If that wasn’t enough, Bukowski made it clear he held writers like me in contempt, writers who struggled to write and get it right. Despite being well into his forties before he witnessed any kind of writing success, he nevertheless talked about every writer less successful than himself as if they were garbage. Some guys ate that up. I guess they got off on being abused. I didn’t.
Finally, there was more than enough evidence Bukowski was a terrible friend who would turn on you for nearly nothing and screw you over just for the laugh. Books like Steve Richmond’s Spinning Off Bukowski taught me that.

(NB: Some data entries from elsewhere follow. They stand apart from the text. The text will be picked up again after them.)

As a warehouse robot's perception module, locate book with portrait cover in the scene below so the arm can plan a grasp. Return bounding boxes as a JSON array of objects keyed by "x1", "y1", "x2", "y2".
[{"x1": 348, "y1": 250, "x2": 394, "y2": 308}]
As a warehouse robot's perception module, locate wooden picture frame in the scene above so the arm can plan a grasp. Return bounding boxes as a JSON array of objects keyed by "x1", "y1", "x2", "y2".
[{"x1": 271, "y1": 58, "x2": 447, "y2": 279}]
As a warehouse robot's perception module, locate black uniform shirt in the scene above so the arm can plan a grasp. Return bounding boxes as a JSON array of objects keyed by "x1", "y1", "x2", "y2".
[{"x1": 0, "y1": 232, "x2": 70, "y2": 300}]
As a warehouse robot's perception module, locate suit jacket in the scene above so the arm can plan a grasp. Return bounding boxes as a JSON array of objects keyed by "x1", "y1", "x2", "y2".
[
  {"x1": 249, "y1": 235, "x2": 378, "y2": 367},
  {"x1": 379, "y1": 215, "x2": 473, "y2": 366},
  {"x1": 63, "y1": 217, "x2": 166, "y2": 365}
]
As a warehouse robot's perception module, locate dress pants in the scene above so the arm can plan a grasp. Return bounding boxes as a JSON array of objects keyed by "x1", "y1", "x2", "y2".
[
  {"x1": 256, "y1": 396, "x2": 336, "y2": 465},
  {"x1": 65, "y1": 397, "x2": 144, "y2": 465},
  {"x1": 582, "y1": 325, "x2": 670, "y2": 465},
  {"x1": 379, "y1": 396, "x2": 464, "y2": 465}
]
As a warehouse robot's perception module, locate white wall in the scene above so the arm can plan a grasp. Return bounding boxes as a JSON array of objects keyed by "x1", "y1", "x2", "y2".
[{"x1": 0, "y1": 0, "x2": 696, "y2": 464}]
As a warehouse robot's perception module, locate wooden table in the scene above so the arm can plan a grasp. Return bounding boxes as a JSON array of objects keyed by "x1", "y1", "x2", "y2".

So, I ended up disliking the guy. And I still don’t like him. And if he was alive today, I have no doubt he would hate me. He would find almost everything about me loathsome, from the way I make myself write every day, to my love of reading, to my fidelity to my wife, to my Christianity, to the fact that I have largely become a teetotaler as I’ve gotten older.
And yet as these years go by I remind myself from time to time that Bukowski, as much as Saroyan and Carver, was the gateway for me to my kind of writing. Not every angel is going to come with a halo. Some are going to come carrying a sword and some a snake and some a bottle of port. You can’t pick your directions based on which sign you think is most attractive, not without finding yourself lost in a place you have no business ever landing.
Even more, I try to remember what it was like reading those first Bukowski poems, sitting there with my pizza, my best friend seated across from me, my young mind so anxious to learn and soak in everything, not just what was in Bukowski’s book, but the cars outside, bums panhandling, squeal of the Metra as it started forward.
I try to remember the thrill of those poems before Bukowski’s biography and personality poisoned much of it. I try to remember walking up those stairs, still reading, wanting nothing else but more of those words, no longer sad about the book’s cost but sorry I hadn’t spent more money on other Bukowski books and promising myself at the first opportunity I had to go buy others because I could see my way forward now, see the path I had to tread.
I try to remember that a writer is always a disappointment when compared to his writing because his writing, if a writer is a great writer, is always best part of a writer. Everything else about him is weak and base and silly.
I try to remember all of this and give Charles Bukowski the forgiveness and even love I know he would never give me.